Joanna didn't pace the halls of her villa, nor did she stand on her terraced portico and clench her teeth in frustrated lust, but she did find herself thinking of Maximus at the most inopportune times. Just that day, for instance, she had been blending perfume in her little herbalist's chamber, and a sniff of ambergris had suddenly brought the image of him into her mind. She had almost dropped the vial of precious oil in surprise, the impression he was right there in the room with her was so strong. She had managed to finish blending the scent, but knew every time she wore it from now on it would be associated with her neighbor - her childhood idol - and it would be disturbing.

He didn't seem to look upon her as a woman. Not an attractive woman, anyway. Perhaps he thought of her as one of those asexual females who live for their horses, hawking, hunting and other masculine pursuits and who were disinterested in anything to do with romantic activities. "Romance!" she chided herself in a whisper, "What you want, my girl, is a hot romp in the General's bed - and he totally unaware of your lust. Shame on you."

Her self-lecture did no good, however, because the image of Maximus didn't fade from her mind, instead, she found herself picturing him in all sorts of activities - everything from riding his horses to leading his soldiers into battle to even, heaven forbid, fighting in the arena clad in the rags of a slave-gladiator. That he hadn't been killed there was a miracle. She knew the former emperor had tried to remove his rival from the world of the living but hadn't succeeded thanks to skillful doctoring and care from people who loved him. "I care about him," she said in a soft voice. "I cared for him." She had - when he was ill and forced to stay in her house earlier in the winter, she had nursed him herself, seeing that he received the best possible care. And, she admitted, gazing at him with barely concealed hunger.

"I thought I was past that," she said to the glittering moon overhead. "I thought I would never want a man in my bed again - and now - Maximus." There was no answer to her plight forthcoming so she drew her warm cloak around her and continued to study the sky above her head. "Maximus," she whispered, and the wind carried her words away into the night.
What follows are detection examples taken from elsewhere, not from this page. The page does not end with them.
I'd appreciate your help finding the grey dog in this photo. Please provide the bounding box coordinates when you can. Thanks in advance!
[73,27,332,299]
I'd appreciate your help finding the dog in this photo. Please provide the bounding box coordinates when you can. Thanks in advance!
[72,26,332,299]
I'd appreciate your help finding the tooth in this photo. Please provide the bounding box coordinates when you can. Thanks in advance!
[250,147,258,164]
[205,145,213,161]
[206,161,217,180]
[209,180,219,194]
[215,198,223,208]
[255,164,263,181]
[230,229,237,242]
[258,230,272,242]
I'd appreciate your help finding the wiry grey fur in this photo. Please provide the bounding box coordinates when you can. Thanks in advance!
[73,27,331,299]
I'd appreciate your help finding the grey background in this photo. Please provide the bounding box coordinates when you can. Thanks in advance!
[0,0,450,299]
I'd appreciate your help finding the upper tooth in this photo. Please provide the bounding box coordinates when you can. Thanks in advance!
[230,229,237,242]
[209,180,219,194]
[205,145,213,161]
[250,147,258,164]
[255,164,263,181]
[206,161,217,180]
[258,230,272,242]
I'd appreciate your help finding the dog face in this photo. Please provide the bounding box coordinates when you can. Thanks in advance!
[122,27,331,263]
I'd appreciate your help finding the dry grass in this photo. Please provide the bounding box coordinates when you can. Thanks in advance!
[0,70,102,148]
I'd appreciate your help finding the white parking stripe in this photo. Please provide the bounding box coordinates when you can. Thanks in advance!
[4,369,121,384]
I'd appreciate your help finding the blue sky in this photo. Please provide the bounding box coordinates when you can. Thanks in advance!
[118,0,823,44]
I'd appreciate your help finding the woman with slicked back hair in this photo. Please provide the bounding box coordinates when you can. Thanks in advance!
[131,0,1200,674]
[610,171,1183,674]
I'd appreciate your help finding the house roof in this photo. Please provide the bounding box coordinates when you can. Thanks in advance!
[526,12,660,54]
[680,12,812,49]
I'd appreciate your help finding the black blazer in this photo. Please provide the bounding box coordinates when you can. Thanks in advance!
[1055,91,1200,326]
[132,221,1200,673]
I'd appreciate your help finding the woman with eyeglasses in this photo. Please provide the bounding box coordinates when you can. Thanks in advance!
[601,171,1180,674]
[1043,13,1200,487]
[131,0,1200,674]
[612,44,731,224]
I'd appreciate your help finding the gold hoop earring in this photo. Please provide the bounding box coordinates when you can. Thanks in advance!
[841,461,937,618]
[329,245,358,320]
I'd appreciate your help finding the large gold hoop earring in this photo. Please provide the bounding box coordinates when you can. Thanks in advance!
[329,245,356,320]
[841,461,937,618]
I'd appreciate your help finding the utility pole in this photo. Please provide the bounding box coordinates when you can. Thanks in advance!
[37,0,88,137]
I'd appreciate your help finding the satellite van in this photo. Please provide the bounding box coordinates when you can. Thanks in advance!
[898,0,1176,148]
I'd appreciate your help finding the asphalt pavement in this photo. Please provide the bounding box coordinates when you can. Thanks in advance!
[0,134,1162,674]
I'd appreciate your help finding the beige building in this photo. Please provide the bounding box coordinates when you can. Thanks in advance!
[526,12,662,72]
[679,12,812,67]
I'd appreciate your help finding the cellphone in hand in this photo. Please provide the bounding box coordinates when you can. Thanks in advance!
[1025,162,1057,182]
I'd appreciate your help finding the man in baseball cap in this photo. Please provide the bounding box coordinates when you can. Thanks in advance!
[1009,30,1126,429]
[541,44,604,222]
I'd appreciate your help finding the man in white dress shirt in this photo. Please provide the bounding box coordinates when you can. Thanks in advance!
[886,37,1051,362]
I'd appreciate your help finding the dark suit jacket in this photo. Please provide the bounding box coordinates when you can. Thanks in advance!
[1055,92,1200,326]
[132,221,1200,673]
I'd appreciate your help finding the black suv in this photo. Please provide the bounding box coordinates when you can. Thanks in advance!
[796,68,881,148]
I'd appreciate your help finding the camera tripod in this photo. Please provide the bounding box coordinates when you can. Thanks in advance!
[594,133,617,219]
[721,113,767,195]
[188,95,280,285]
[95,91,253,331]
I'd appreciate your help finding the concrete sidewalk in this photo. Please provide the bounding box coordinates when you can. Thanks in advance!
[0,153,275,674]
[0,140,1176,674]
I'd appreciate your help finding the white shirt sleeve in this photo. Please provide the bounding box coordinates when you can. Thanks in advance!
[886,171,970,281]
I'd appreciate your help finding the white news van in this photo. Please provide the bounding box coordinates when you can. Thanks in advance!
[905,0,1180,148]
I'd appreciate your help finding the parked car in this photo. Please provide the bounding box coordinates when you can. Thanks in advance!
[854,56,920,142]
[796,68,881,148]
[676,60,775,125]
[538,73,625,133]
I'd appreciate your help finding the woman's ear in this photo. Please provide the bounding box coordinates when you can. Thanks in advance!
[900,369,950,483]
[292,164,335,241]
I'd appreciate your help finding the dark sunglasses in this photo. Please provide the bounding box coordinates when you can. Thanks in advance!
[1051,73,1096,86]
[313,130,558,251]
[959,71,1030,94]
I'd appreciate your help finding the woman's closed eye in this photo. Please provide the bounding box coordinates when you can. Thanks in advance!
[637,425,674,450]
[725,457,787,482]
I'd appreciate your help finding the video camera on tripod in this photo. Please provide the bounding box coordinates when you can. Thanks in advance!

If only they could reach his ear, tell him she thought of him, wanted him. . .but, that was wishful thinking and of no use in real life.

"Maximus!"

He sat straight up in bed, startled out of sleep by the voice that had spoken directly in his ear. "Gaius?" he called out, thinking his manservant, a retired but young legionary who had served under him in Germania, had called him.

Gaius, upon hearing Maximus' voice, came on feet made awkward by sleep, rubbing tired eyes, but dutiful as always. "You wanted me, sir?"

Maximus smiled, waving a hand in apology, "No - no - I was dreaming is all. I thought you called me. Go back to your bed, but stoke up the fires first - it's cold as ice in here."

"Aye, sir," the younger man said, and went to do as he was asked. If he wondered at Maximus' dreaming, he said nothing. After all, with the life he had led, the General must have many dreams to trouble him. "And maybe some not so troubling, eh, Leo?" He scratched the ears of the big wolfhound that always slept at the door of Maximus' bedchamber, then went to add charcoal to the braziers. The sooner he did that, the sooner he could return to his bed.

He hoped there would be no further interruptions in his sleep that night; his bed was warm and comfortable, and he hurried so he could get back in it.

As for Maximus, after a short, restless interval, he returned to his somewhat troubled sleep. That voice, he thought, as he fell towards his dreams again, a woman's voice after all and not Gaius - and Lady Joanna's image popped into his mind's eye, brilliant as real. And she was smiling at him warmly. Before he could think of what that warmth meant, he was fast asleep.